For all the talk of needing all the cloud infra to run even a simple website, Marginalia hits the frontpage of HN and we can't even bring a single PC sitting in some guy's living room to its knees.
More than the cores and RAM, you have bigger issues with I/O (both throughput and latency) to disk and the network from cloud providers. Physical hardware, even when comparing cores/RAM 1:1, is outrageously faster than cloud services.
Problem is that those volumes are ephemeral and may not provide the reliability guarantees that the EBS volumes do, so they're only really good as cache and not for any persistent data you care about.
I would argue that a rack-mounted chassis with lots of disks is also ephemeral, just less so: most failures in a server can be fixed by swapping some parts, and your data is still there.
But AWS and its competitors don’t have an offering even close to comparable to what you can get in a commodity server. A 1U server with one or two CPU sockets and 8-12 hot-swap NVMe bays is easy to buy and not terribly expensive, and you can easily fill it with 100+ TiB of storage with several hundred Gbps of storage bandwidth and more IOPS than you are likely able to use. EC2 has no comparable offering at any price.
(A Micron 9400 drive supposedly has 7GBps / 56Gbps of usable bandwidth. 10 of them gives 560Gbps, and a modern machine with lots of PCIe 5.0 lanes may actually be able to use a lot of this. As far as I can tell, you literally cannot pay AWS for anywhere near this much bandwidth, but you can buy it for $20k or so.)
> I would argue that a rack-mounted chassis with lots of disks is also ephemeral, just less so: most failures in a server can be fixed by swapping some parts, and your data is still there.
True but this also depends on design decisions AWS made with regards to those volumes.
Indeed it could be that the volume is internally (at the hypervisor level) redundant (maybe with something like ZFS or other proprietary RAID), but there's no way to know.
Furthermore, AWS doesn't allow you to really keep a tab or reservation on the physical machine your VM is on - every time a VM is powered up, it gets assigned a random host machine.

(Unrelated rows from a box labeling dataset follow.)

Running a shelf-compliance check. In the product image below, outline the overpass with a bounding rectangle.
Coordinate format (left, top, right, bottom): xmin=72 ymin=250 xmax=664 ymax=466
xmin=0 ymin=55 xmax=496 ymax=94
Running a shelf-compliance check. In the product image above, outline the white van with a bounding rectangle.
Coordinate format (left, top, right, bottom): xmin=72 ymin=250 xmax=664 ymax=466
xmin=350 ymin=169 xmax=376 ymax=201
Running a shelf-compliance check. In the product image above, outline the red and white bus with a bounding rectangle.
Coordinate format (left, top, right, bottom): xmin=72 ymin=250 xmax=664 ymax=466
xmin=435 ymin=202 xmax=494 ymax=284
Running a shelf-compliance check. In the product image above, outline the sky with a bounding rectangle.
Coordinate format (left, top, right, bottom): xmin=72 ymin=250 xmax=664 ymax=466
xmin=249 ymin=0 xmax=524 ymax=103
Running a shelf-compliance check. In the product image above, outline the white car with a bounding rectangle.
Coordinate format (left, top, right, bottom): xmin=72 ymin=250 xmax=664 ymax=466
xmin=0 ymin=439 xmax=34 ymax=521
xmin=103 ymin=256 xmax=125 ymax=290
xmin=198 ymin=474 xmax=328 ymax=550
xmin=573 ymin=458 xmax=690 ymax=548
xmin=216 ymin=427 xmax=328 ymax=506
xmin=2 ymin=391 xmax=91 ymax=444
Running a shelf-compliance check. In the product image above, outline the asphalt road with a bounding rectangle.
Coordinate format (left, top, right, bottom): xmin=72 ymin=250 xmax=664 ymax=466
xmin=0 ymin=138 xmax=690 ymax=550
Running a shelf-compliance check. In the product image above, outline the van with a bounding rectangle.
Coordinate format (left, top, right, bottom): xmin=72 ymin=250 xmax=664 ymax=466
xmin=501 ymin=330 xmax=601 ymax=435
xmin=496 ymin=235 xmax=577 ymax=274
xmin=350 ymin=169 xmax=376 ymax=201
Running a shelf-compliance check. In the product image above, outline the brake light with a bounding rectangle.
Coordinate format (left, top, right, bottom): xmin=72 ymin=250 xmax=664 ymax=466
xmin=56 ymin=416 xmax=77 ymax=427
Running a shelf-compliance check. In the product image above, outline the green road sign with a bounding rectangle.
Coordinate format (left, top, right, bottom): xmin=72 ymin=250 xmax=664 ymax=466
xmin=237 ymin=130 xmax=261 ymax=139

If there is a hardware failure they advise you to reboot the instance so it gets rescheduled on another machine, so even though technically your data may still be on that physical host machine, you have no way to get it back.
AWS' intent with these seems to be to act as transient cache/scratchpad so they don't seem to offer much durability or recovery strategies for those volumes. Their hypervisor seems to treat them as disposable which is a fair design decision considering the planned use-case, but it means you can't/shouldn't use it for any persistent data.
Being in control of your own hardware (or at the very least, renting physical hardware from a provider as opposed to a VM like in AWS) will indeed allow you to get reliable direct-attach storage.
I can buy a rather nicer 1U machine with substantially better local storage for something like half the 1-year reserved annual cost of this thing.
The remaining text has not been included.